2
votes

when we want to make an initialized variable like this:

name db 'zara ali'

we have made a byte size variable but we stored a string in it

how it is possible??

and when we use this instruction:

MOV ecx, name

we have stored a byte sized variable in a 4 byte size register, while in MOV instruction both operands must be of same size. how it's possible??

1

1 Answers

8
votes

name db 'zara ali' is just a shorthand for

name db 'z', 'a', 'r', 'a', ' ', 'a','l','i'

that is another shorthand for

name db 'z'
     db 'a'
     db 'r'
     db 'a'
     db ' '
     db 'a'
     db 'l'
     db 'i'

thus that's a sequence of bytes, the address of the first one is given the name name.

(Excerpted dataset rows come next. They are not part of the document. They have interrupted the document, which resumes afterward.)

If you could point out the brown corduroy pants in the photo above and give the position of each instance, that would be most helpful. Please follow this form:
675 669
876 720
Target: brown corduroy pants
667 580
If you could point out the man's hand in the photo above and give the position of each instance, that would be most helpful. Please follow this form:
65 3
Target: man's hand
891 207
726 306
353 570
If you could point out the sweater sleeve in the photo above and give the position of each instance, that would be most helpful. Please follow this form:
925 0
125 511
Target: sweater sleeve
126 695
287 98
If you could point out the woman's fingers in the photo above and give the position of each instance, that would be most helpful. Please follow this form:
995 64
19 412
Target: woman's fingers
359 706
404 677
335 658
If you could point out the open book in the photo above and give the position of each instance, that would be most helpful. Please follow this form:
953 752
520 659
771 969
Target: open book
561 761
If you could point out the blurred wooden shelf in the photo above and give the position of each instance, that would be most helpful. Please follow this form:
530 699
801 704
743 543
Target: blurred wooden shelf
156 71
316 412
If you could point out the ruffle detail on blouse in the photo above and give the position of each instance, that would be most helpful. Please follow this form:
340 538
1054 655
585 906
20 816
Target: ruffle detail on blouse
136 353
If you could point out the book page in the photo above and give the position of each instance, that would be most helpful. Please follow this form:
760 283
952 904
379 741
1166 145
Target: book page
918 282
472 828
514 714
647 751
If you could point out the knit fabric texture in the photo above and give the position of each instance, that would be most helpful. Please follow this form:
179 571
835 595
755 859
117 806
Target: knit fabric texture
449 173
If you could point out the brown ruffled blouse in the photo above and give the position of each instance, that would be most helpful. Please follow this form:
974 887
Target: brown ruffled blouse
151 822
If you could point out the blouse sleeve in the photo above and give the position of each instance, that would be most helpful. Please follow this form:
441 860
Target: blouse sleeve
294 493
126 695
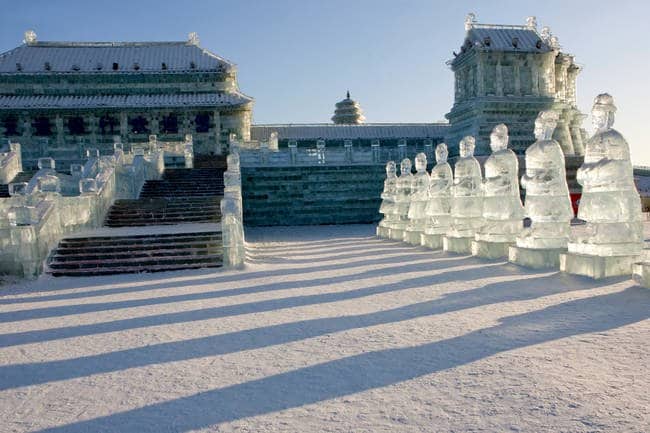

MOV ecx, name has different semantics in different assemblers.
In NASM it doesn't read the variable name it stores the value of the symbol name in ecx - it is equivalent to the TASM/MASM notation

mov ecx, OFFSET name
lea ecx, name           ;This is an abuse of notation but valid in TASM

In MASM/TASM it reads the DWORD (implied by the use of a DWORD register like ecx) at the address name, thus reading the first four bytes (zara).
It is equivalent of mov ecx, [name] or mov ecx, DWORD [name] in NASM.